Waar zou je meer over willen weten? Klik op een van de onderstaande onderwerpen om antwoord te vinden op je vragen. Zit het antwoord er niet tussen, neem dan contact met ons op.

Contract - Uitzendovereenkomst

Een uitzendovereenkomst is een arbeidsovereenkomst tussen drie partijen: de uitzendkracht, het uitzendbureau en de opdrachtgever (het bedrijf waar de uitzendkracht daadwerkelijk gaat werken). In een uitzendovereenkomst wordt vastgelegd dat de uitzendkracht werkzaamheden zal verrichten bij de opdrachtgever, maar formeel in dienst is bij het uitzendbureau. Het uitzendbureau fungeert als de werkgever van de uitzendkracht en is verantwoordelijk voor zaken zoals loonbetaling, contractuele verplichtingen en sociale verzekeringen. De uitzendovereenkomst is vaak flexibel van aard, wat inhoudt dat het tijdelijk is en kan eindigen zodra het project of de opdracht is voltooid.
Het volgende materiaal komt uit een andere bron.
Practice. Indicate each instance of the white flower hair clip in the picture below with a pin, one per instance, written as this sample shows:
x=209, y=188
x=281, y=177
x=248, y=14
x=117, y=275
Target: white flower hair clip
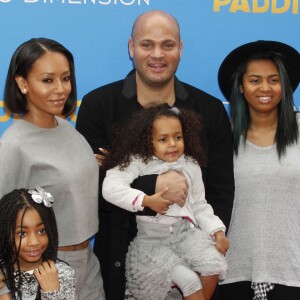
x=39, y=195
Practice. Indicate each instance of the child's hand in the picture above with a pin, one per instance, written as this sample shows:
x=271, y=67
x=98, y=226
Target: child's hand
x=47, y=276
x=222, y=243
x=157, y=203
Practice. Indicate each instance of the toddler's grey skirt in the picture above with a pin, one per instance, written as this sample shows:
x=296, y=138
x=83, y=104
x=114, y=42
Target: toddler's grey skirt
x=159, y=247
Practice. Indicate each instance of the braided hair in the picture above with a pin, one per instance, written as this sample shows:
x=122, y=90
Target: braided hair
x=19, y=200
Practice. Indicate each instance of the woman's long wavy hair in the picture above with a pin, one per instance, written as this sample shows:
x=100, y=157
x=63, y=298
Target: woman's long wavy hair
x=11, y=205
x=287, y=131
x=134, y=138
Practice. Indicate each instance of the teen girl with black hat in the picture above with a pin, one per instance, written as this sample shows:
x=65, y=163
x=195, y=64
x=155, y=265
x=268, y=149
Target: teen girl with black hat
x=259, y=79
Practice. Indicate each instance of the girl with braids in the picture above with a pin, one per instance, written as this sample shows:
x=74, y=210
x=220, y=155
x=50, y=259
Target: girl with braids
x=28, y=249
x=182, y=246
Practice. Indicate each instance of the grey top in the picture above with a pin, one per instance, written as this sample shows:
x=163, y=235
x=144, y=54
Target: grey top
x=29, y=287
x=60, y=161
x=264, y=232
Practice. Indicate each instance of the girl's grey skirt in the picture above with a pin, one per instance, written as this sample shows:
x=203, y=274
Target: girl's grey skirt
x=159, y=247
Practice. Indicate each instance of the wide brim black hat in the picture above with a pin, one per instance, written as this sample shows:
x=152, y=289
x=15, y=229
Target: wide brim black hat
x=232, y=61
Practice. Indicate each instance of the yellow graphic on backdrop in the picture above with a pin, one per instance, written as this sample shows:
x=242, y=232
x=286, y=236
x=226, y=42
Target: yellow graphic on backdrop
x=258, y=6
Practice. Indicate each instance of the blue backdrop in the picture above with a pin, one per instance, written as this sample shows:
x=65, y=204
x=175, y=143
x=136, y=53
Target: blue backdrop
x=97, y=32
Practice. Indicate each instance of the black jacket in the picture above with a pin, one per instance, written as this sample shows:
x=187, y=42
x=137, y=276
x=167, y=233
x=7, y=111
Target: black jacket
x=106, y=106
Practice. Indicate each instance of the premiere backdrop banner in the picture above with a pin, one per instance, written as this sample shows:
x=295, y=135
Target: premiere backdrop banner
x=97, y=32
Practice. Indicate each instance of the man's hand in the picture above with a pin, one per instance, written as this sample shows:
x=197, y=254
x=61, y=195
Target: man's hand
x=47, y=276
x=176, y=184
x=157, y=203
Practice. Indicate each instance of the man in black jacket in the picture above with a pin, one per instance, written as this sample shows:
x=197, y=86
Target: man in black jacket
x=155, y=47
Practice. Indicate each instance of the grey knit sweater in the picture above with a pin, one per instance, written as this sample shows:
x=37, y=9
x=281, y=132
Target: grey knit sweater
x=60, y=161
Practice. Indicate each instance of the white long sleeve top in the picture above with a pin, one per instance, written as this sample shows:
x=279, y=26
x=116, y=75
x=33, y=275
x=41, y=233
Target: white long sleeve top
x=116, y=189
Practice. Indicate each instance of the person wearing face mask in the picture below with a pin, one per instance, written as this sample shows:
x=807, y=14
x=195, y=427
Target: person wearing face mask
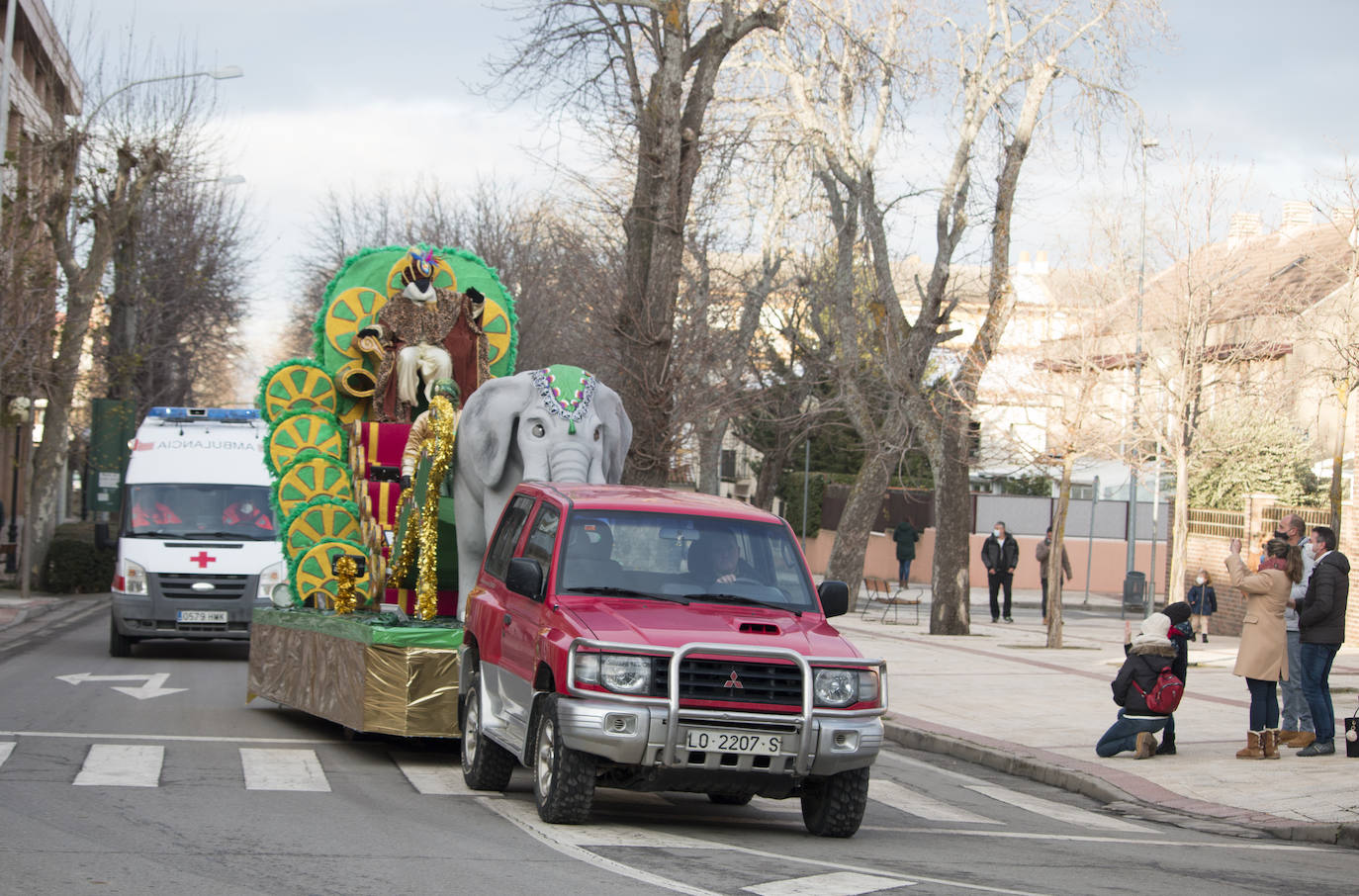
x=1203, y=602
x=1000, y=556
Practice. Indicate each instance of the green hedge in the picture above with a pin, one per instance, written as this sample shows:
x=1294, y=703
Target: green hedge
x=78, y=567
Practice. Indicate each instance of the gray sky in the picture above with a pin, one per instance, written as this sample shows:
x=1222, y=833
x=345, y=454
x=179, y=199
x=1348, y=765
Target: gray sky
x=330, y=86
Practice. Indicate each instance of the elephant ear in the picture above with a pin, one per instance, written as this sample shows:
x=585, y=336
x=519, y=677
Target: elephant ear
x=617, y=428
x=486, y=427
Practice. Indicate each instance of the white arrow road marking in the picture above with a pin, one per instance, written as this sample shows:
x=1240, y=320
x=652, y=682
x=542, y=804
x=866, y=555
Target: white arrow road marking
x=151, y=685
x=121, y=765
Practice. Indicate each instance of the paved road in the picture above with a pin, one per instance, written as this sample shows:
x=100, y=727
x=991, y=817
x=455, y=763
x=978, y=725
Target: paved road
x=193, y=790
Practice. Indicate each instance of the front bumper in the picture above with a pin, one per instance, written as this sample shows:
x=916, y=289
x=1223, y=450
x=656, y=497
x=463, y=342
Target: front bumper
x=649, y=730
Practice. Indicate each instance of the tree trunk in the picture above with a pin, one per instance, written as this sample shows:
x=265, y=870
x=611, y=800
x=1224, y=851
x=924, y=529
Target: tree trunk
x=1180, y=529
x=951, y=612
x=1337, y=458
x=1059, y=541
x=858, y=518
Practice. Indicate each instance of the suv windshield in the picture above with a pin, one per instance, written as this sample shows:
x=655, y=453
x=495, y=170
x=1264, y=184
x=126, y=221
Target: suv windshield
x=679, y=555
x=178, y=510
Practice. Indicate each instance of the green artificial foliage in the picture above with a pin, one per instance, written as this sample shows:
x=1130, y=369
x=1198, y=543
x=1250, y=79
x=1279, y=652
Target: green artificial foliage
x=370, y=267
x=78, y=567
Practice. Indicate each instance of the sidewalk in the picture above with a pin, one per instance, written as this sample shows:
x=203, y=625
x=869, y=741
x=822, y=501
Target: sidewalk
x=1002, y=699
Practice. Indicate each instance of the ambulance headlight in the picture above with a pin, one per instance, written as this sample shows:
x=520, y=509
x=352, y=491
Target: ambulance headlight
x=134, y=578
x=269, y=577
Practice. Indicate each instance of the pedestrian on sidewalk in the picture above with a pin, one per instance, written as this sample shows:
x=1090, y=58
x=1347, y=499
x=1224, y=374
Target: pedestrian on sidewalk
x=1203, y=602
x=1263, y=656
x=1042, y=554
x=1321, y=621
x=1148, y=653
x=905, y=536
x=1000, y=556
x=1296, y=715
x=1178, y=635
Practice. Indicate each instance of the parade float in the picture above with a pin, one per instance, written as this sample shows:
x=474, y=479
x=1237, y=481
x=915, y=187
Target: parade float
x=364, y=630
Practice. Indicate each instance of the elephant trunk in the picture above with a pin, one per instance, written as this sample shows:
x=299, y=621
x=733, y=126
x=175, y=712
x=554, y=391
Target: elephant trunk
x=571, y=463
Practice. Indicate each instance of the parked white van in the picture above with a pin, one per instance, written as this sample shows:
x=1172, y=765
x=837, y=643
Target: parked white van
x=197, y=547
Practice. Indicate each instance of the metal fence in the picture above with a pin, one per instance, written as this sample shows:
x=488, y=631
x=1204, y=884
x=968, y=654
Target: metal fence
x=1223, y=523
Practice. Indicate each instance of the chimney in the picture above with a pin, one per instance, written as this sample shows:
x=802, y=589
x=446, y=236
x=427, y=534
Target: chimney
x=1297, y=215
x=1245, y=224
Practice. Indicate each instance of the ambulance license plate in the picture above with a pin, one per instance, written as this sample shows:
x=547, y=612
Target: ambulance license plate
x=202, y=616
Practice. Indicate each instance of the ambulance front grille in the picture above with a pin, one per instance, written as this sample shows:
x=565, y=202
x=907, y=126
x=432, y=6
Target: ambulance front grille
x=181, y=586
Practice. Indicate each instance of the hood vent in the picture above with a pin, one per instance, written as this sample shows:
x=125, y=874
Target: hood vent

Het is niet mogelijk om bij een uitzendbureau te werken zonder een arbeidsovereenkomst. Een arbeidsovereenkomst is een wettelijk vereiste en regelt de rechten en plichten van zowel de werkgever (het uitzendbureau) als de werknemer (de uitzendkracht). Zonder een geldige arbeidsovereenkomst zou het werk in strijd zijn met de arbeidswetgeving.
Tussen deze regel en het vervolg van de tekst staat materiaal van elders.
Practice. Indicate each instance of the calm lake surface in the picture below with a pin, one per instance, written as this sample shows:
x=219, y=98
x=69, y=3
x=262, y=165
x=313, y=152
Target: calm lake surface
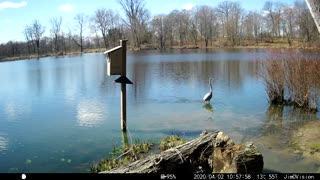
x=63, y=114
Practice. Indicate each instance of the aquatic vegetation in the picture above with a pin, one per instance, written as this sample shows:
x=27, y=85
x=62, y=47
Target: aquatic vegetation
x=170, y=142
x=314, y=148
x=122, y=156
x=292, y=78
x=134, y=152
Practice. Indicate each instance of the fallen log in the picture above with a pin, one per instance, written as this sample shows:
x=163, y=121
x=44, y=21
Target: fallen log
x=210, y=153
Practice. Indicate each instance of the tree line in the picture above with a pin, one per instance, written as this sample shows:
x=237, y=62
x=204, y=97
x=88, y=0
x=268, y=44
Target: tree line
x=227, y=24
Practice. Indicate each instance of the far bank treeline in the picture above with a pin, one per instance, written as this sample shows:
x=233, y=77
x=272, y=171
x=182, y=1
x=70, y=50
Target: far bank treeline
x=227, y=24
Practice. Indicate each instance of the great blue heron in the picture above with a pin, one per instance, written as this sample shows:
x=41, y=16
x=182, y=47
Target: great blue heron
x=208, y=96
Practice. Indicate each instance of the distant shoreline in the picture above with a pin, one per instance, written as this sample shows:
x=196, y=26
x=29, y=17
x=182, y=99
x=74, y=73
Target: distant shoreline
x=259, y=46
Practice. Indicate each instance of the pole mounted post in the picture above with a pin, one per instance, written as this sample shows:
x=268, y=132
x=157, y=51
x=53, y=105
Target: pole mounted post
x=117, y=65
x=123, y=44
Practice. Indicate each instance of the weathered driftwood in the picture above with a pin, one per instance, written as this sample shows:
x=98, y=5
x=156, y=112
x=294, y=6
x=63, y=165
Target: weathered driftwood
x=211, y=152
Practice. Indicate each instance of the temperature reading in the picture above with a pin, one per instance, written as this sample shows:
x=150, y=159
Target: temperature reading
x=273, y=176
x=261, y=176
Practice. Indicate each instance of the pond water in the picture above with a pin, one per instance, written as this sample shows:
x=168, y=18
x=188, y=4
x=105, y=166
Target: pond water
x=63, y=114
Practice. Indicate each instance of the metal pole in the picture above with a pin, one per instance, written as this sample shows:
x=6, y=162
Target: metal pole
x=123, y=43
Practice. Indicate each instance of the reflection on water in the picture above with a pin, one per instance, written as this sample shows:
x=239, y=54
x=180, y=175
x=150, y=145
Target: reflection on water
x=3, y=143
x=208, y=107
x=68, y=108
x=90, y=113
x=275, y=139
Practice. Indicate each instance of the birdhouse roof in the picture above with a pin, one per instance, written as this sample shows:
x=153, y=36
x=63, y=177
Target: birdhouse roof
x=113, y=49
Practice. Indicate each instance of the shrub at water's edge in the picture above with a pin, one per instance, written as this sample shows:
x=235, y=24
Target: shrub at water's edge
x=130, y=153
x=292, y=78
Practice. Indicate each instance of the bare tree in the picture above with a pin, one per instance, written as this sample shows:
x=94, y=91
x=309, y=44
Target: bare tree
x=314, y=7
x=103, y=20
x=288, y=24
x=81, y=21
x=230, y=16
x=160, y=29
x=29, y=39
x=55, y=30
x=137, y=17
x=306, y=26
x=207, y=22
x=34, y=33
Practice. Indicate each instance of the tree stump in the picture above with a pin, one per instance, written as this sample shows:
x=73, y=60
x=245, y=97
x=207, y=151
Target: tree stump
x=211, y=152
Zowel uitzendkrachten als oproepkrachten worden vaak ingezet op flexibele basis, maar er zijn enkele verschillen.

Uitzendkracht

  1. Via een uitzendbureau: Een uitzendkracht werkt doorgaans via een uitzendbureau. Het uitzendbureau is de formele werkgever en detacheert de uitzendkracht aan verschillende opdrachtgevers.
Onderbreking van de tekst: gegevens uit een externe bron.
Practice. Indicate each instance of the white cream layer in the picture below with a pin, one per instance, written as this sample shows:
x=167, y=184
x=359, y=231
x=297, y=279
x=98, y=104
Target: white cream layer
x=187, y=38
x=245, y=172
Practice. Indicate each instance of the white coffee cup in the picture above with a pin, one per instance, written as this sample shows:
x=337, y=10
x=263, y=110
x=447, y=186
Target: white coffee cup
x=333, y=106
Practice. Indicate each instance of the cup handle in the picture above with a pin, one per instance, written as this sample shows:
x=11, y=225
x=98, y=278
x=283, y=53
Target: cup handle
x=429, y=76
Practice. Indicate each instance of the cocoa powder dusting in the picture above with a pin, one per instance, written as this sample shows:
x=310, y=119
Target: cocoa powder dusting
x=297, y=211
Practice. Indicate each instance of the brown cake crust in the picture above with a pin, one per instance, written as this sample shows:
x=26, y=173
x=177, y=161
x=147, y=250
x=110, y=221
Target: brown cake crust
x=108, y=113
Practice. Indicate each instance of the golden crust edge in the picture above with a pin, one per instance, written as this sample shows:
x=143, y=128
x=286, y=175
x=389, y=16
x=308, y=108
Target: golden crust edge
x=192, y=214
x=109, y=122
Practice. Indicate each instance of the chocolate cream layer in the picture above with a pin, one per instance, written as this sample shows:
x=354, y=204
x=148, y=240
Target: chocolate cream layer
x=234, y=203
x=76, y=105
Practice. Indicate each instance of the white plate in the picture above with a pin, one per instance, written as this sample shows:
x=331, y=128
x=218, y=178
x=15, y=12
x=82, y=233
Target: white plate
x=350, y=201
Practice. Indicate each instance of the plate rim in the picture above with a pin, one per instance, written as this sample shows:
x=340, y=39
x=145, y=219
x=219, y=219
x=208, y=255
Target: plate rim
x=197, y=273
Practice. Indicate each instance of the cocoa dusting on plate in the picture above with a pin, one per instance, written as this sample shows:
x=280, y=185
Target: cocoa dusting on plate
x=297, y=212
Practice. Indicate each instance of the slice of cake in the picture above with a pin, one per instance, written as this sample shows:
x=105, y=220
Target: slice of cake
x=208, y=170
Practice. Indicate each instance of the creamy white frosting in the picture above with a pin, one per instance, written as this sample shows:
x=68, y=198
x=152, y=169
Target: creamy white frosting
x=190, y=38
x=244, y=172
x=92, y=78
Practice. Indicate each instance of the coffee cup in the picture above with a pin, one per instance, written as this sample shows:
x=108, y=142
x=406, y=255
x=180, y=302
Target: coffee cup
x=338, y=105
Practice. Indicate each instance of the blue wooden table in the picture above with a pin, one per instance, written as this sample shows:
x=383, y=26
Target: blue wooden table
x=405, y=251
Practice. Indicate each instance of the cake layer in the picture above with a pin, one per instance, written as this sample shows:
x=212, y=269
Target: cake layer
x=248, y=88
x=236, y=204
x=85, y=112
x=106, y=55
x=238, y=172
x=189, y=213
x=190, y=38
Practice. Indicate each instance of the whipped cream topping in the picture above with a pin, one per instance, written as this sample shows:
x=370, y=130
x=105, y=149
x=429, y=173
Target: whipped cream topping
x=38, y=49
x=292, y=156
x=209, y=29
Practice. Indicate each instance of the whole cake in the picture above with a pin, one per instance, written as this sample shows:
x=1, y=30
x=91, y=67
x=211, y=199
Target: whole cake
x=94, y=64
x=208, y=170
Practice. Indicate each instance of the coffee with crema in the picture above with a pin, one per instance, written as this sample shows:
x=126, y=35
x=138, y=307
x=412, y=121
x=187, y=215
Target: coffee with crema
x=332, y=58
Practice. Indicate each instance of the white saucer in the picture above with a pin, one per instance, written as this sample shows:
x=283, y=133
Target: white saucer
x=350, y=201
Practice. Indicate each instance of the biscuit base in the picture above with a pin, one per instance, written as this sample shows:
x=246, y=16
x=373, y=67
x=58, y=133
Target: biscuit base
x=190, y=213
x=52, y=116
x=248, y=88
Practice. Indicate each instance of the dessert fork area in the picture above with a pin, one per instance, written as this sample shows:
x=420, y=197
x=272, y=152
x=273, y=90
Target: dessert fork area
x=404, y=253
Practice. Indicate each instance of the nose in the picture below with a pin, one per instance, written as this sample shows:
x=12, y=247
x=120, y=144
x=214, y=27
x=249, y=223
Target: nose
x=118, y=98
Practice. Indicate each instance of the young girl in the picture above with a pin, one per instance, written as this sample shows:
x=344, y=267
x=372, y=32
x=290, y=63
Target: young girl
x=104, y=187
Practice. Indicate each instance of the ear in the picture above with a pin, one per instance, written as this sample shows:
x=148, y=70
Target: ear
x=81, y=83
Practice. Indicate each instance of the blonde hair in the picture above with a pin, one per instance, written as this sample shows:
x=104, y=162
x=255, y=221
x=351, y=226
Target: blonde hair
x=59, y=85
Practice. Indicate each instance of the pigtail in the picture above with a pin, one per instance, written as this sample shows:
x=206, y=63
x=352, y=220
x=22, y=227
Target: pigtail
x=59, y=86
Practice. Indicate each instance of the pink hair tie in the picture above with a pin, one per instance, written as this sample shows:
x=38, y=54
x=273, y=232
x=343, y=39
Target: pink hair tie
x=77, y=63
  2. Langere periodes: Uitzendkrachten kunnen voor langere periodes bij dezelfde opdrachtgever werken, afhankelijk van de aard van het werk en de behoeften van zowel het uitzendbureau als de opdrachtgever.

  3. Arbeidsovereenkomst: Een uitzendkracht heeft een formele arbeidsovereenkomst met het uitzendbureau, waarin de rechten en plichten zijn vastgelegd.

Oproepkracht

  1. Variabele uren: Een oproepkracht wordt ingezet op basis van de vraag naar arbeid. De werkuren kunnen sterk variëren en zijn vaak afhankelijk van de behoeften van de werkgever.

  2. Geen vaste arbeidsovereenkomst: In sommige gevallen kan een oproepkracht geen vaste uren of een vaste arbeidsovereenkomst hebben. In plaats daarvan kan er sprake zijn van een oproepovereenkomst waarbij de uren flexibel worden ingevuld.

  3. Flexibel inzetbaar: Oproepkrachten worden meestal opgeroepen wanneer er extra arbeid nodig is. Ze hebben vaak geen garantie op een minimum aantal uren per week

Ja, ook uitzendkrachten hebben doorgaans te maken met een opzegtermijn, maar deze kan variëren afhankelijk van verschillende factoren, waaronder het land, de specifieke arbeidsovereenkomst en de afspraken tussen het uitzendbureau en de uitzendkracht. Hier zijn enkele algemene overwegingen:

  1. Uitzendovereenkomst: De opzegtermijn voor uitzendkrachten wordt vaak bepaald in de uitzendovereenkomst tussen het uitzendbureau en de uitzendkracht. Binnen Upforce wordt een standaard opzegtermijn van 1 maand gehanteerd. Deze kan echter afwijken afhankelijk van het CAO.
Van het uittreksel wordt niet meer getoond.